Red Riding Hood's medieval town can't remember a time when it was not terrified by the wolf, sating it for over a decade with tethered goats until it murders Valerie's sister. Valerie, already divided between marriage to the son of a richer family (Max Irons) and lust for her steamy young woodchopper (Shiloh Fernandez), is frightened and in mourning all at once. Then, both of her options go off to kill the wolf.

The father of one is killed, revealing a dark, forbidden family secret, and a gray wolf's head is brought back to town on a pike. Just to make sure, the local clergy and others call famed werewolf hunter Father Solomon (Gary Oldman) who educates the people on what exactly is happening. Despite his crying children and exotic foot soldiers, most of them do not believe him. They throw a gigantic bash charged with backgrounds of new age mysticism and symphonic rock ending with multiple deaths. Father Solomon proceeds to put the fear of god in everyone and things get way out of hand.

Problems with "Red Riding Hood" include structure and execution. Too many characters show up too quickly and talk to no effect. Father Solomon's soldiers, the fiancée's father and the autistic village child have no substance and appear as cannon fodder. The entire appearance of Father Solomon does little for the story other than familiarize us with what we know and give us a moral that doesn't affect us. His ironic death by the brother of the man he mercilessly killed weighs on us as heavily as a snow flake.

Related to the character dilemma, "Red Riding Hood" gave us scenes and relationships that were useless in ways that did not expand the universe. In one such instance we are told that one dead character is the father of another dead character, both of whom are dead in such a manner as to not worry anyone's development. When it comes to plot twists and diversions, we should know that coy and barely noticeable look nothing alike.

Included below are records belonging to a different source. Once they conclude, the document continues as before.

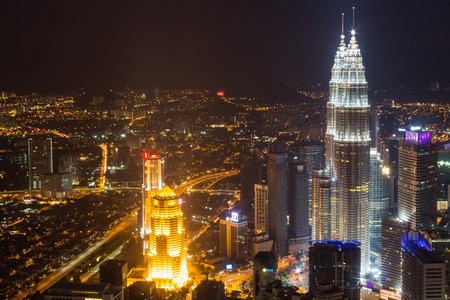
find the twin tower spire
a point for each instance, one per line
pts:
(353, 25)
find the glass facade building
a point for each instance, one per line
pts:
(348, 144)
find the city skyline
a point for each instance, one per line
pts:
(61, 47)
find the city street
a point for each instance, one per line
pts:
(131, 220)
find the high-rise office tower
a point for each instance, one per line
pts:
(298, 204)
(379, 199)
(40, 160)
(336, 262)
(166, 253)
(234, 237)
(391, 253)
(265, 266)
(312, 156)
(278, 194)
(423, 272)
(375, 128)
(261, 208)
(322, 206)
(417, 180)
(440, 245)
(153, 171)
(153, 180)
(348, 144)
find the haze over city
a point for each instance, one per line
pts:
(225, 150)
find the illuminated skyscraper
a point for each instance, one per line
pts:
(40, 160)
(391, 253)
(417, 180)
(233, 237)
(153, 180)
(348, 144)
(153, 171)
(379, 199)
(298, 204)
(322, 206)
(166, 255)
(278, 196)
(261, 208)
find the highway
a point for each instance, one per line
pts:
(233, 280)
(178, 190)
(131, 220)
(218, 176)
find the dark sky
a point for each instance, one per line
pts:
(60, 46)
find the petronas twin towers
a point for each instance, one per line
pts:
(348, 147)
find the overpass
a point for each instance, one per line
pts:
(178, 190)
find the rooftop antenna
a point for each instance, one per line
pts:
(353, 25)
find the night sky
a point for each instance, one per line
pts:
(61, 46)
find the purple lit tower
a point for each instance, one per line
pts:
(417, 180)
(348, 146)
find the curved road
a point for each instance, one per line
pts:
(131, 220)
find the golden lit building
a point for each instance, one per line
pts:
(153, 175)
(166, 255)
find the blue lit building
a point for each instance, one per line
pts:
(417, 180)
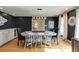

However, to the film's credit, some interesting work is done between Valerie, her father, her grandmother, and her lover. In this small circle of characters, interesting scenes are created and the roles in the original are twisted brilliantly. Valerie, if given some breathing space, is an open book of gender roles and social status. In one scene, she is put in an iron mask and observes the changing attitudes of her former companions when she is named a witch. Her grandmother and father live at the margins of society and care for Valerie at their own expense. The young woodcutter also cares for Valerie no matter what but, clothed in clichés and melodrama, you can hardly smell his motivations.

While much it seemed glossy, the medieval setting is also something to admire. Setting was executed well in this film with dramatic and standout landscapes even in the characters' imaginings of the future. Costume was well suited to characters and beautifully mundane.

Over all, "Red Riding Hood" is a movie that does a lot reversing roles and exposing perceptions and constraints on people where they live. However, it could have done it more smoothly, more stream-lined and more truthfully. Instead it went the route of popular melodrama and destroyed all hope of exposing its important bits by trying to interest a certain crowd hankering for a certain romance.